Alcohol is largely processed by the liver, a task aided by two enzymes. One key player is alcohol dehydrogenase, abbreviated ADH, which starts converting ethanol into acetaldehyde, a less harmful byproduct. The new approach centers on a natural variant of ADH, called ADH1B, which is more active than other forms of the enzyme and is prevalent among East Asian and Polynesian populations. In practical terms, this variant can speed up the breakdown of ethanol in the body.

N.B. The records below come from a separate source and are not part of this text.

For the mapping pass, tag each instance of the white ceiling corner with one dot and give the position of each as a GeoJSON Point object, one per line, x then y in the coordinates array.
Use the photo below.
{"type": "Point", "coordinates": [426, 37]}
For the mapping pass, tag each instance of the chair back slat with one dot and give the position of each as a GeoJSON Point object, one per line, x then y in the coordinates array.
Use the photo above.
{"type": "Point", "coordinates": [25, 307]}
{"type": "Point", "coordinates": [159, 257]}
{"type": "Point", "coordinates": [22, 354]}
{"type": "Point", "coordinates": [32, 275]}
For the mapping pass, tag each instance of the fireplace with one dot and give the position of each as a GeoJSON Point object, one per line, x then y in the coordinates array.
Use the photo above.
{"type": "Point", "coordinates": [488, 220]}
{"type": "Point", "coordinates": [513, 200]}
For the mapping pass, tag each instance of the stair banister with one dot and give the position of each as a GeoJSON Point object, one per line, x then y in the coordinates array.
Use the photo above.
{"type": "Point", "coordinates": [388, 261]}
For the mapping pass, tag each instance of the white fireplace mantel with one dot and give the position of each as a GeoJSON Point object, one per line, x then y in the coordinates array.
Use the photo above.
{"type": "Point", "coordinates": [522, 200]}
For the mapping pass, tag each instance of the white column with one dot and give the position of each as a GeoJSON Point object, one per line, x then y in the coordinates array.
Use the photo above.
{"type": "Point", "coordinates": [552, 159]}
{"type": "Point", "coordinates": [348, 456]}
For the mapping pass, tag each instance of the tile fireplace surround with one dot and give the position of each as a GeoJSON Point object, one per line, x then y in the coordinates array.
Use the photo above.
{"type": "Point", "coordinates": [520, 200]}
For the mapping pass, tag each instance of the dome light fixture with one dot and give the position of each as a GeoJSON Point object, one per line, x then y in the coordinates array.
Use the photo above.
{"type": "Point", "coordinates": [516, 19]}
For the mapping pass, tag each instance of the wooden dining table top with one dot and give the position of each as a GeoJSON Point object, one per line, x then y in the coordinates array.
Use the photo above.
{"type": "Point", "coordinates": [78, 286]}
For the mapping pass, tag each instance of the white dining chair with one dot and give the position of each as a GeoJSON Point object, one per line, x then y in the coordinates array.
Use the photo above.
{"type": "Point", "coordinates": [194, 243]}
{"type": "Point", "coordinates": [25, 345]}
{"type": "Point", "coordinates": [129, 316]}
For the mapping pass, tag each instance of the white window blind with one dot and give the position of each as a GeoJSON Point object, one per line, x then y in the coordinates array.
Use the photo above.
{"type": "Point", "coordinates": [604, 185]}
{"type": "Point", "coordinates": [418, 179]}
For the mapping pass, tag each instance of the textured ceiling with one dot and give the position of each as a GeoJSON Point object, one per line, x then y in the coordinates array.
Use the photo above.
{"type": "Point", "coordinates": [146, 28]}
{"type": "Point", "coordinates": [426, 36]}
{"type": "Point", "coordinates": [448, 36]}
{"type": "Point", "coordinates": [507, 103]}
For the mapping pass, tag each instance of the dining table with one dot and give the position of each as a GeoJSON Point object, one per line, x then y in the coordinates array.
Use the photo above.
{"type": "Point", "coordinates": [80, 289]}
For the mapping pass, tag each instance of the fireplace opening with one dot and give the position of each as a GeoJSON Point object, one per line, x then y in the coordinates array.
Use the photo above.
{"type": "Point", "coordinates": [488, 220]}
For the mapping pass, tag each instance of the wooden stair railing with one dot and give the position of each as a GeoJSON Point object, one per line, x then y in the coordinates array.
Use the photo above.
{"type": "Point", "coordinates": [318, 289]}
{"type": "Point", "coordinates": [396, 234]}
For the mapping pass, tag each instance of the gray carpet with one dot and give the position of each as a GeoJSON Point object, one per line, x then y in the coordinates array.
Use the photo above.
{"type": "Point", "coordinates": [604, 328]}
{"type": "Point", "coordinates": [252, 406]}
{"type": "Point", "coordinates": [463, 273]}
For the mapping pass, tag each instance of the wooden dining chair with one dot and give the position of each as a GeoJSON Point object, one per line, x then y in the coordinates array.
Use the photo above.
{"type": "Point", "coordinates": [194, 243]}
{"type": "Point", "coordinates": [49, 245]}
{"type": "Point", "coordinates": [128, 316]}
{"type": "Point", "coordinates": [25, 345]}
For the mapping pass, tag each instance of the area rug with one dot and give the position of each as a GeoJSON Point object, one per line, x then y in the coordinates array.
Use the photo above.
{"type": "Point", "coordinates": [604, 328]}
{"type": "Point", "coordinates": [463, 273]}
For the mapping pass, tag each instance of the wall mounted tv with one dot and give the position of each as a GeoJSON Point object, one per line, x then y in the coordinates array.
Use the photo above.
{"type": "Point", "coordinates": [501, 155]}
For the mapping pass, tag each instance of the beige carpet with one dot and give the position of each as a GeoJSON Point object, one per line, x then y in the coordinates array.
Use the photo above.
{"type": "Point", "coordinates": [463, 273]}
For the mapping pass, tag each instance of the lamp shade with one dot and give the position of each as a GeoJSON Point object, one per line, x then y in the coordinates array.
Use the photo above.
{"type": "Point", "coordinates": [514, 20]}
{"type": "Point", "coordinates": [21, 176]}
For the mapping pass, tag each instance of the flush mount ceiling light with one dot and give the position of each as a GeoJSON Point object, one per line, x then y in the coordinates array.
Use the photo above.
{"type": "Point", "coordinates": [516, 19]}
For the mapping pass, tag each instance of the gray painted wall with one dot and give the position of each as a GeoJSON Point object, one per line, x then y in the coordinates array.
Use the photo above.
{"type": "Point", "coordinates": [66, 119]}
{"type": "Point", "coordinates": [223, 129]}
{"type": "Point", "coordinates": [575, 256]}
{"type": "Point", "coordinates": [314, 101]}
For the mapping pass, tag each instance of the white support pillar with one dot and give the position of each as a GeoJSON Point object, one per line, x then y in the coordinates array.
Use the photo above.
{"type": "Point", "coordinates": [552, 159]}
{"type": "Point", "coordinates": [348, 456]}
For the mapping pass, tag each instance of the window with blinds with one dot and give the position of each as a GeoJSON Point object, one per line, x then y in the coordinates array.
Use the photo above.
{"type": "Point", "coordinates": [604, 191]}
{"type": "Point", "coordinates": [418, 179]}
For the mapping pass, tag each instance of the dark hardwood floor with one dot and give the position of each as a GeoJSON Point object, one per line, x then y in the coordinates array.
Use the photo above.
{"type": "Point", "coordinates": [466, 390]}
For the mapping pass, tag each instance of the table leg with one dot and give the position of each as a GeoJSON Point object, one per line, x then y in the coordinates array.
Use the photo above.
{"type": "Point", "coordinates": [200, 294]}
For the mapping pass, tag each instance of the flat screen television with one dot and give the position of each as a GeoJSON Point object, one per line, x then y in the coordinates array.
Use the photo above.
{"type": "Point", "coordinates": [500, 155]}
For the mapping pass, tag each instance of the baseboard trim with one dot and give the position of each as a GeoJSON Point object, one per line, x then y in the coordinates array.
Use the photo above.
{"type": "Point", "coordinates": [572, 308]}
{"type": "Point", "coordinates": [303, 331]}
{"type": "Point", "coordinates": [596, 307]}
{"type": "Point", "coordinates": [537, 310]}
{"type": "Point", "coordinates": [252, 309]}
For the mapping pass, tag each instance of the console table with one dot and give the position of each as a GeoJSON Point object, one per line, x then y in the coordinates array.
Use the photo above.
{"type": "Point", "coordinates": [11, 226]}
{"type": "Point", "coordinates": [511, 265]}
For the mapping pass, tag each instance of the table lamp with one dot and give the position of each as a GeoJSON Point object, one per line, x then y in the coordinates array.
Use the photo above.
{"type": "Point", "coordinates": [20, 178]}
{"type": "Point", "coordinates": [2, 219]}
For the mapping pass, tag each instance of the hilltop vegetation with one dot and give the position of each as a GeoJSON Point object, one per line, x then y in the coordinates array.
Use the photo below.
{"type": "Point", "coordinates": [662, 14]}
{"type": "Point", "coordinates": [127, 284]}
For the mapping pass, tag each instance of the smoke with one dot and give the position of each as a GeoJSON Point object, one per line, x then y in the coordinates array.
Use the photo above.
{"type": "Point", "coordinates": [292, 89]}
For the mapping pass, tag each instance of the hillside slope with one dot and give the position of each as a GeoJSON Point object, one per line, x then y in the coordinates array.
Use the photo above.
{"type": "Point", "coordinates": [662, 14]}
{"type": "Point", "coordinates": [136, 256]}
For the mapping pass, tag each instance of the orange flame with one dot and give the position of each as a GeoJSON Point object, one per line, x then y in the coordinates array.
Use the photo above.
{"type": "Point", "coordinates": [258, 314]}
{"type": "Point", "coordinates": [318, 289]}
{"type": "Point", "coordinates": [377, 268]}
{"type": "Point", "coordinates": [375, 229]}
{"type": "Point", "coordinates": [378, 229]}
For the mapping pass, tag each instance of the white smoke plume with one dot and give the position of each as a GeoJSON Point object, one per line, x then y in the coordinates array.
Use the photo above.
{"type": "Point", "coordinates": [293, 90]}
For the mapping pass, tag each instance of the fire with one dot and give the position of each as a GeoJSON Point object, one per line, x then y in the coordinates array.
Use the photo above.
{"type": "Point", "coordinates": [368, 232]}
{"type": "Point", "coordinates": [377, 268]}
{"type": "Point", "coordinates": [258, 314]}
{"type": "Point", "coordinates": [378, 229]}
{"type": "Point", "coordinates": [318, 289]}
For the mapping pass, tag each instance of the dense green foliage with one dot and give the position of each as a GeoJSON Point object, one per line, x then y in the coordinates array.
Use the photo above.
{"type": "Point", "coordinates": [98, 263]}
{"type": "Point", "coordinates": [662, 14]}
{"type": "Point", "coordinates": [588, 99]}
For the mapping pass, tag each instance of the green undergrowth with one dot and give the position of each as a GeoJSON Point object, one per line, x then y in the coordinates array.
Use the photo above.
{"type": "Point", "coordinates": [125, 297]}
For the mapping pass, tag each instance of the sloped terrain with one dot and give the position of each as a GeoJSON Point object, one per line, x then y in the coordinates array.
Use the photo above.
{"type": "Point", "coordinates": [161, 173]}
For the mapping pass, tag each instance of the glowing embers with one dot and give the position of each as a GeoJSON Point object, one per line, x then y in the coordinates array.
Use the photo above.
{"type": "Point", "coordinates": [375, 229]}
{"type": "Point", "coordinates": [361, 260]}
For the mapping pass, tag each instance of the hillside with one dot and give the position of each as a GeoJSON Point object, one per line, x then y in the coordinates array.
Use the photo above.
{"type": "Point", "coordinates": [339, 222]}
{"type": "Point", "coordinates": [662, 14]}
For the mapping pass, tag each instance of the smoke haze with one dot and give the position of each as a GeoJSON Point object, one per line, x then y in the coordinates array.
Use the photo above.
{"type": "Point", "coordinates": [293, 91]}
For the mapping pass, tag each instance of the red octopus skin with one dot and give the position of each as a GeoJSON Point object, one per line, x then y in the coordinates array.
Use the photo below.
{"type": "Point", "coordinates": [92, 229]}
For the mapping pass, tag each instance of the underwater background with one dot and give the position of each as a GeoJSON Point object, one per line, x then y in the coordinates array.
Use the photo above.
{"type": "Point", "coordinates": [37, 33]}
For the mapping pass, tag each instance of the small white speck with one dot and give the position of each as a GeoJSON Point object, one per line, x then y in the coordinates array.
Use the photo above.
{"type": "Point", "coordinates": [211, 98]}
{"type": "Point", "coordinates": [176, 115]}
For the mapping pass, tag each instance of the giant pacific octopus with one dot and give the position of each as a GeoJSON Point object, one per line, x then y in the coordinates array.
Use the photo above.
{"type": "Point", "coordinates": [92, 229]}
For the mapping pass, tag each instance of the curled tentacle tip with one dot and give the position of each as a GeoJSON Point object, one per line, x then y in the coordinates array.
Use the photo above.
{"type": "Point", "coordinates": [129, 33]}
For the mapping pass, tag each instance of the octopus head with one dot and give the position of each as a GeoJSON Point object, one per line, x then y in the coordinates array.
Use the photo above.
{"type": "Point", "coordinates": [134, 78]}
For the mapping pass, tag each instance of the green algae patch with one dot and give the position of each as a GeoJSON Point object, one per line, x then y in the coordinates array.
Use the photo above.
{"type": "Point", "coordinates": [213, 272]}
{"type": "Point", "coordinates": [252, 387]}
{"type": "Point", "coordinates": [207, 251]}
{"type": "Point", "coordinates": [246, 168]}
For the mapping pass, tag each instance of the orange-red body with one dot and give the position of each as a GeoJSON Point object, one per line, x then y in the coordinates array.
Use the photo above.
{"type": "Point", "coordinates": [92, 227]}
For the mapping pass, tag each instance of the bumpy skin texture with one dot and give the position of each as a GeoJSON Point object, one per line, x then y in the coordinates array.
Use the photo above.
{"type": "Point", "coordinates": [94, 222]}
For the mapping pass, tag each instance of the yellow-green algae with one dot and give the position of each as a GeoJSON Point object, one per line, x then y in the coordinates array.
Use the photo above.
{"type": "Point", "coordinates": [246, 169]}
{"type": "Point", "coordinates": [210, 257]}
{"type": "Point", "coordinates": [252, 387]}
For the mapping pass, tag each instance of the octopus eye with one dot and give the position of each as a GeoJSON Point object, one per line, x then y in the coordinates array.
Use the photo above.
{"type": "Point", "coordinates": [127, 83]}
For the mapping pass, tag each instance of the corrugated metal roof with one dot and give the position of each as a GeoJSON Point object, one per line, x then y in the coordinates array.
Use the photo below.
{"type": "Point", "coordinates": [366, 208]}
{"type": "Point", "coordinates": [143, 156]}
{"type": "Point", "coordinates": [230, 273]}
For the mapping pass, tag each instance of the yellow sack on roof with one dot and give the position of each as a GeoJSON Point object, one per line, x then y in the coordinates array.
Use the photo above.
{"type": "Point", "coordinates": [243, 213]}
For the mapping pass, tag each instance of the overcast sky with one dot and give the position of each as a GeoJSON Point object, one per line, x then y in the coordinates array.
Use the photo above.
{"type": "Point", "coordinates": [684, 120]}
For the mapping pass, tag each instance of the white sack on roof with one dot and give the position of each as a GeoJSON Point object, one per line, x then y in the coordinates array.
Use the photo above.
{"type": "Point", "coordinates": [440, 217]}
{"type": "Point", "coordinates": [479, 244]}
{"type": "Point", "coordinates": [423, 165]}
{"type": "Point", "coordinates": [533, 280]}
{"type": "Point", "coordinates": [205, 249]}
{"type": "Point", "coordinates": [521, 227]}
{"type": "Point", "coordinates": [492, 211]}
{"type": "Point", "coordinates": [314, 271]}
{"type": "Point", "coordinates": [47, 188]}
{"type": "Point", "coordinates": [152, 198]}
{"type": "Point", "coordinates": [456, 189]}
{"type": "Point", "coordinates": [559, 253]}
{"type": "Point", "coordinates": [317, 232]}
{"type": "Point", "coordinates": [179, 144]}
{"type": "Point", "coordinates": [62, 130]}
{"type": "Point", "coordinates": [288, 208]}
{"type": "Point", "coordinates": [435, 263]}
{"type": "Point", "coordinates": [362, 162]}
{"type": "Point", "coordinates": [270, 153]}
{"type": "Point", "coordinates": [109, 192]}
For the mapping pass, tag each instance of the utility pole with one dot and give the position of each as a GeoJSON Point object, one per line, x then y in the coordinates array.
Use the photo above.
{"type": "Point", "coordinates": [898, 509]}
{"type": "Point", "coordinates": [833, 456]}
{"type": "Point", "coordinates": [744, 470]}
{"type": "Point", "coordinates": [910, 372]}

To harness this activity, scientists engineered a strain of the probiotic bacterium Lactococcus lactis, a microorganism commonly used in cheese production. The team taught this bacterium to produce human ADH1B enzyme, effectively turning it into a tiny, living factory for the enzyme. When tested in mice that were exposed to different amounts of alcohol, those that received the modified bacteria recovered more quickly from alcohol exposure than those that did not receive the treatment.

The researchers propose that oral bacteria may play a role in how much alcohol is absorbed into the bloodstream by acting in the gut to process ethanol before it reaches systemic circulation. This premise suggests a broader influence of gut microbes on alcohol metabolism and systemic exposure to the compound.

Additional experiments indicated that mice given the probiotic treatment showed fewer signs of acute liver injury and reduced intestinal inflammation after alcohol exposure. Encouraged by these results, the researchers expressed optimism about moving toward human trials in the near future, while noting that safety and dosing would need careful investigation before any clinical use.

In context, the study adds to a growing body of work examining how manipulating the gut microbiome might mitigate the harmful effects of alcohol. It also underscores the possibility that specific enzyme variants could be leveraged to boost metabolic processing of ethanol. While the current work is preliminary and conducted in animal models, it provides a framework for understanding how engineered probiotics could complement traditional approaches to reducing alcohol-related liver and gut damage. Observers point out that translating these findings to people will require rigorous evaluation of long-term safety, regulatory considerations, and the variability of human gut ecosystems.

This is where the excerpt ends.